Unfortunately, growing up in the dreaded Los Angeles in late 50s and early 60s, we did not have the variety of traditional clothing shops that allowed for the choices available in the east. There was the”real” Brooks Brothers in downtown LA, and a few elsewhere, small shops, that at least provided quality goods. I have fond memories of Lew Ritter, in Westwood Village, before Westwood became a an urban nightmare. All are long gone. Now living on the Central Coast, my only ready choice is JPress. I am thankful for that, to say the very least. You fortunate few in the East!

Virgil Evans

I remember a tailor at your Cambridge store in the late 50s named Frank Martin (maybe Martinelli). I I I I had a loose button on a tweed overcoat (replete with a velvet collar) that I had purchased at your Cambridge store. While I was browsing at the tie table your tailor Frank Martin (Martinnelli ? spotted me, bolted out of his work area and took me by the arm exclaiming, “Oh MR. Carroll let me tighten up that button before you loose it! “
Now that’s service!!

Dan Carroll

I used to call Jerry Haber and tell him I was coming to New York from Philadelphia, usually on a Saturday morning, I came to the store and he had preselected a regal selection of suits, ties, sport coats-whatever I had told him I was in the market for on that day.A class act on all counts. Today, I contact Robert Wolf in New York in a similar vein. The purchases are smaller these days-a pair of pants, maybe a belt, a cardigan shaggy dog, a polo shirt-whatever-but the same class A service. I had the same experience with Arthur Noble in Washington years ago.There is no other store like J. Press-same personal service whether you are Frank Sinatra or me.
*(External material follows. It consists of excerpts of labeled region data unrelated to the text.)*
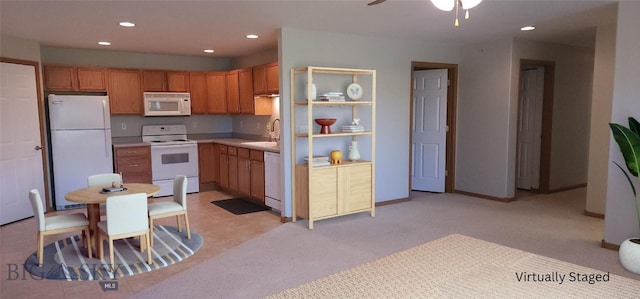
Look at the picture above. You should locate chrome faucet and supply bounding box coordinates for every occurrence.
[269,118,280,142]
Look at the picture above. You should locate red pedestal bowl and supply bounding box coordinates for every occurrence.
[315,118,336,134]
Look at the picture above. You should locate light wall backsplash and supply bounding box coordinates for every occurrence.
[111,115,233,137]
[232,98,282,139]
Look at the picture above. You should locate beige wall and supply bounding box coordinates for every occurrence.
[586,24,616,215]
[511,39,594,190]
[603,1,640,244]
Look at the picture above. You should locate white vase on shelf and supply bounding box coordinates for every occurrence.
[349,140,360,162]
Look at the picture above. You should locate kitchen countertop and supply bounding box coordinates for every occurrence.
[196,138,280,153]
[112,136,280,153]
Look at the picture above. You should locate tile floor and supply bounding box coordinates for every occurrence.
[0,191,281,299]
I am a customer forever.

Gary Glazer

Somewhere in the Yale Alumni Magazine archives of the late ‘70s or early ’80s there is a story on the demise of the men’s specialty clothing stores in New Haven. As I recall, the demise was brought on by the infiltration of the hippie movement into the general culture. America has not recovered from that infiltration, but those of us who still wear J. Press are at least keeping up appearances!